Sample: 100%|█████████████████████████████████████████| 400/400 [00:01, 221.79it/s, step size=6.89e-01, acc. prob=0.881]
[6]:
{'x1_mu': (0.7773640349223626, 0.014470493417145083),
 'x1_sigma': (0.612960799064066, 0.010122547469200738),
 'x2_inter': (1.197045500167558, 0.0148845266501543),
 'x2_sigma': (0.7008062278971664, 0.01043389183451872)}

Interventions and conditioning (preview)#

Conceptually, an intervention do(X = value) severs incoming edges into ``X`` and replaces its CPD with a constant or a new distribution.
A simple approach for simulations is to temporarily swap the CPD of ``X`` with a FunctionalCPD that ignores parents and returns dist.Delta(value) (or any desired distribution).

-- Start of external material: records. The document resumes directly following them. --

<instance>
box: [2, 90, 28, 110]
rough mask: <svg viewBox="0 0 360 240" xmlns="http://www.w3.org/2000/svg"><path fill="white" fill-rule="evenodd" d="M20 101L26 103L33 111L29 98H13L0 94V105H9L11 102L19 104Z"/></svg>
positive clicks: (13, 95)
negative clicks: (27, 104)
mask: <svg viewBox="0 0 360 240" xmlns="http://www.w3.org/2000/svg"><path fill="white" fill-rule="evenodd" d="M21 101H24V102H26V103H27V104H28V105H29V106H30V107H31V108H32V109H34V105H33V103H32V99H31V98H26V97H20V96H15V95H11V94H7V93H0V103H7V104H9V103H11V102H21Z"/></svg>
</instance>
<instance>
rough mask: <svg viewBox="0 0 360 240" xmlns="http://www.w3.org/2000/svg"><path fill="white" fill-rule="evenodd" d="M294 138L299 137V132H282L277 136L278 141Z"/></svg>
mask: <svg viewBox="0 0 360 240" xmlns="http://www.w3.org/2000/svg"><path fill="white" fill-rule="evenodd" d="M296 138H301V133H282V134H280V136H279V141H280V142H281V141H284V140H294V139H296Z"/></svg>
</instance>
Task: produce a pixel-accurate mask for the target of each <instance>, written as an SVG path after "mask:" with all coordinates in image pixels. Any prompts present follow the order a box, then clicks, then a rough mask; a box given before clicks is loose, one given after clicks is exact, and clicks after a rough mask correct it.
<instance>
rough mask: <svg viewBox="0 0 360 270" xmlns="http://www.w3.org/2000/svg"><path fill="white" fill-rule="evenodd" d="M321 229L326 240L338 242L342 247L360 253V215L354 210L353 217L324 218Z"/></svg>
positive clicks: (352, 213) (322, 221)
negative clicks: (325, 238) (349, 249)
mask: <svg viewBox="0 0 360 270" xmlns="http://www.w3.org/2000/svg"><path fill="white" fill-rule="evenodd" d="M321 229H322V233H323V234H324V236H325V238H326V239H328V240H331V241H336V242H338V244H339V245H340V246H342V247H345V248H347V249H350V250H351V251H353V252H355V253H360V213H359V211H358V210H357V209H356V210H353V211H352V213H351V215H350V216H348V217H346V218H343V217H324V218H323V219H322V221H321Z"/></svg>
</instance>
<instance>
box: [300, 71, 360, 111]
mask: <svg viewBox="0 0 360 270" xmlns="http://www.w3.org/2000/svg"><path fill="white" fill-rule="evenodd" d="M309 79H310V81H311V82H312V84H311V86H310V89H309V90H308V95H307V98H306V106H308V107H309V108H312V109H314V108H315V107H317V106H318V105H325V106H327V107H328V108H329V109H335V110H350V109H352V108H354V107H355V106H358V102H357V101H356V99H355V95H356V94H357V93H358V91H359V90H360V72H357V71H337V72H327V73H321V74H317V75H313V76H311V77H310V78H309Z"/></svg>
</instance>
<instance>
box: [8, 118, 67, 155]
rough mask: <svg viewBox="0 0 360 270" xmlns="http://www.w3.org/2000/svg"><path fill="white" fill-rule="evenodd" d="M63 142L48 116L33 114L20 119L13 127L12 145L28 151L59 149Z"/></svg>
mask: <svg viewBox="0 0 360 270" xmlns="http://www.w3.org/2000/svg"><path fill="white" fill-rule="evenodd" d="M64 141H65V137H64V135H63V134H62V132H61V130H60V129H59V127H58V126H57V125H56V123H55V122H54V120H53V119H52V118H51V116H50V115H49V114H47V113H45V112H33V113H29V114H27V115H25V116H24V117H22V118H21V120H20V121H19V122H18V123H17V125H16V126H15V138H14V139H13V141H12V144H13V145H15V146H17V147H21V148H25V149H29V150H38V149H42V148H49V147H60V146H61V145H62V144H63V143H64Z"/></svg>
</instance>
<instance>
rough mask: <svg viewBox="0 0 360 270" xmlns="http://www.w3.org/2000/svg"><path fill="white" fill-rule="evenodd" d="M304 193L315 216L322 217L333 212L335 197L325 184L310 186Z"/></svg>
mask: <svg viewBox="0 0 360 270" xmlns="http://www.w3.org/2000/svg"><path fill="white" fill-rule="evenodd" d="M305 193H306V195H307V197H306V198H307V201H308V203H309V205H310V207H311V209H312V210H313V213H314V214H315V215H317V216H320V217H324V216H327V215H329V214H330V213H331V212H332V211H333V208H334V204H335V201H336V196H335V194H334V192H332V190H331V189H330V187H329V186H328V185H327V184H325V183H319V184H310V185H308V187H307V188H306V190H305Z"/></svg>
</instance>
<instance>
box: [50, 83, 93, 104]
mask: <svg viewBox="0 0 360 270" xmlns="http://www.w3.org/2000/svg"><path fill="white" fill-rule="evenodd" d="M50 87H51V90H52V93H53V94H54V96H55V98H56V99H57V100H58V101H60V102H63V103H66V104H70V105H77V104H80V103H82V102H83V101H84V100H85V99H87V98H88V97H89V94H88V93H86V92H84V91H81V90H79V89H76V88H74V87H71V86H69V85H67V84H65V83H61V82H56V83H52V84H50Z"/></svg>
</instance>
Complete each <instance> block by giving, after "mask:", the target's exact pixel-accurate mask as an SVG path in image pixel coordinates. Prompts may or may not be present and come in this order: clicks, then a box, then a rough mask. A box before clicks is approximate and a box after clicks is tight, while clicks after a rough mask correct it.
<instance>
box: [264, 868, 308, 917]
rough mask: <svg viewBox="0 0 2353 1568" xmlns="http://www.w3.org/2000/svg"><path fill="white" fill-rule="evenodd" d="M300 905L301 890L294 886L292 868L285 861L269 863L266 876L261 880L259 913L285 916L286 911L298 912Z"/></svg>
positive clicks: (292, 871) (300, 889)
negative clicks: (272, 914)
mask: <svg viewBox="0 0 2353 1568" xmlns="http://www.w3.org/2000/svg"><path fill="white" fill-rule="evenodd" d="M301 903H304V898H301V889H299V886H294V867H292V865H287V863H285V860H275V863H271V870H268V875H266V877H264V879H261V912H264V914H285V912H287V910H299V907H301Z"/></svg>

Conditioning on continuous point evidence should use likelihood weighting or proper inference (SVI/MCMC), not plain rejection sampling. The high-level recipe for likelihood weighting is:

  1. Sample all non-evidence nodes in topological order (respecting any do(...) replacements).

  2. Clamp evidence nodes to their observed values.

  3. Weight each draw by the product of evidence likelihoods under their parents’ sampled values.

  4. Normalize weights and either keep weighted samples or resample for an unweighted posterior sample.

Future versions may expose simulate(do=..., evidence=...) directly in the API.


Key takeaways#

  • Functional CPDs let you specify any distribution you can write in Pyro.

  • Mixed types (discrete/continuous) are straightforward.

  • Use vectorized CPDs for performance on large simulations.

  • For learning: quick SVI with pyro.param(...) or fully Bayesian MCMC with prior_fn.